霞沢岳・八右衛門沢

 ヤマレコを見ていたら厳冬期バリエーションに霞沢岳スキー滑降の記録が載っていました。霞沢岳は上高地のすぐ近くにある山ですが、ルートの全てがバリエーションと云うか気が休まらない山です。

 

 以下、残雪期に登った回想です。山仲間から登るなら「八右衛門沢」が”ラク”と聞いていたので、ではそこを登ろうかと喋りながら歩いているうち取りつき点をうっかり通り過ぎていた。ここかな?と訝り気に登り始めたのは・・下山後に知ることになった「中千丈沢」でした・・すぐに勾配がきつくなる。
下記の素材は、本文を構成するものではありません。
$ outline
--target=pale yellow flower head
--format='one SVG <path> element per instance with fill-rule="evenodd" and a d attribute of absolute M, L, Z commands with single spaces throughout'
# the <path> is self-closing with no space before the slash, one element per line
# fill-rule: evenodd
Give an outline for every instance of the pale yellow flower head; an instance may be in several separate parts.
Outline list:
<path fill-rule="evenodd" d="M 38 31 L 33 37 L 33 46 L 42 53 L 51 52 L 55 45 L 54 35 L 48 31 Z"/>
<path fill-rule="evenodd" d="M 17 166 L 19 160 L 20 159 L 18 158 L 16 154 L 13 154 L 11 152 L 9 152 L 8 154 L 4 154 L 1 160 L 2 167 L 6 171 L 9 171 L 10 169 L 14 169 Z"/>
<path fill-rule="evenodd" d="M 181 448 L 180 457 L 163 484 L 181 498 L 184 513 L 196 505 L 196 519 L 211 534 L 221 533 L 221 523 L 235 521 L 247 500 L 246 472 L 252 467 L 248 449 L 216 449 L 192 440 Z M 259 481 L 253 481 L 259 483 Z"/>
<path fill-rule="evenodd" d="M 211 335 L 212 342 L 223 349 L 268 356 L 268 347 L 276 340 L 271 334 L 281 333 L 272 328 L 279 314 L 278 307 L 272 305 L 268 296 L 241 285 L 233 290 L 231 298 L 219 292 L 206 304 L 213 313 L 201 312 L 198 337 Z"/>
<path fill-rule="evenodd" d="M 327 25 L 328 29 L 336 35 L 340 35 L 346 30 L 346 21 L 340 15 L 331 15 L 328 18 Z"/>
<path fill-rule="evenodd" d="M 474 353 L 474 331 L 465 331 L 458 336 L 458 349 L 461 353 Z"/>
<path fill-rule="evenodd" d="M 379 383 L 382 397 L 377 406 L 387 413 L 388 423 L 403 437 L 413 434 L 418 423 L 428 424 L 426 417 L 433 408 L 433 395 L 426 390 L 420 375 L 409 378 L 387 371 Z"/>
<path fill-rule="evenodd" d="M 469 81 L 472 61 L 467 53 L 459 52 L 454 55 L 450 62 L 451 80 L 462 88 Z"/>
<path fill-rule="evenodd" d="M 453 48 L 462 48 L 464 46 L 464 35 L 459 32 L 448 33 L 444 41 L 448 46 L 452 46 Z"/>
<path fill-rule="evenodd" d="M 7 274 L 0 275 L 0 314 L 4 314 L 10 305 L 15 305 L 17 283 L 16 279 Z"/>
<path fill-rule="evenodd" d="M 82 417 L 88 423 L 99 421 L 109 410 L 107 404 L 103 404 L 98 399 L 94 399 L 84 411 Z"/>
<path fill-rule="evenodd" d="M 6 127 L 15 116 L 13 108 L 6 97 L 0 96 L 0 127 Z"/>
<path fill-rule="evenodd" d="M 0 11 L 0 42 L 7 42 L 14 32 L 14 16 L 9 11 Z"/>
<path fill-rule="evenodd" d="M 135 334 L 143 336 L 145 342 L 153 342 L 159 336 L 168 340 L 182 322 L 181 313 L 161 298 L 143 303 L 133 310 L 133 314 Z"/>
前を行く人のアイゼンの爪が後者の顔の前に来る感じで、じきに岩峰の基部に到達(標高1800m付近)。装備は50mザイル1本のみ。”ラク”なルートとは聞いて来たが違い過ぎる。マズイところに取りついてしまった、、かなり登ってしまい戻るのもリスキー地図を広げ見える山々の方角から居場所を推測し退路を模索。西の方に向かえば傾斜は急だが尾根が下まで続いている。

 

 高度を下げながら山腹をトラバースしよう。小尾根を乗り越え隣の沢を降りていくと終点は滝でゴーゴーと音をたて激しく水が落ちてゆく。沢のあちこちでシュルンドが口を開けている。しかし隣の沢もその隣も同じでなかなか高度は下がらない。辛抱強く小尾根を上り下りするうちにようやく山腹の端に辿り着く。しかし急な尾根を下りてゆくと20mほどキレ落ちている。どうする?左手のきつそうな尾根を下ることも出来そうだが皆疲れている。

 

 ザイルを投げるとギリ地面に届いた。下は既に裏山の雰囲気でホツとしましたネ。エイト環もハーネスも無いので「肩がらみ」で懸垂下降。途中からちょっとした凹角になり脚が届かず空中でくるくる回ってしまう。でも気持ちはとても幸せ(思い返すと心のゆとり)でした。熊笹をかき分けると舗装道路を隔て中の湯が現れる。何ともあっけない心持に。・・大正池を散策し帰途へ。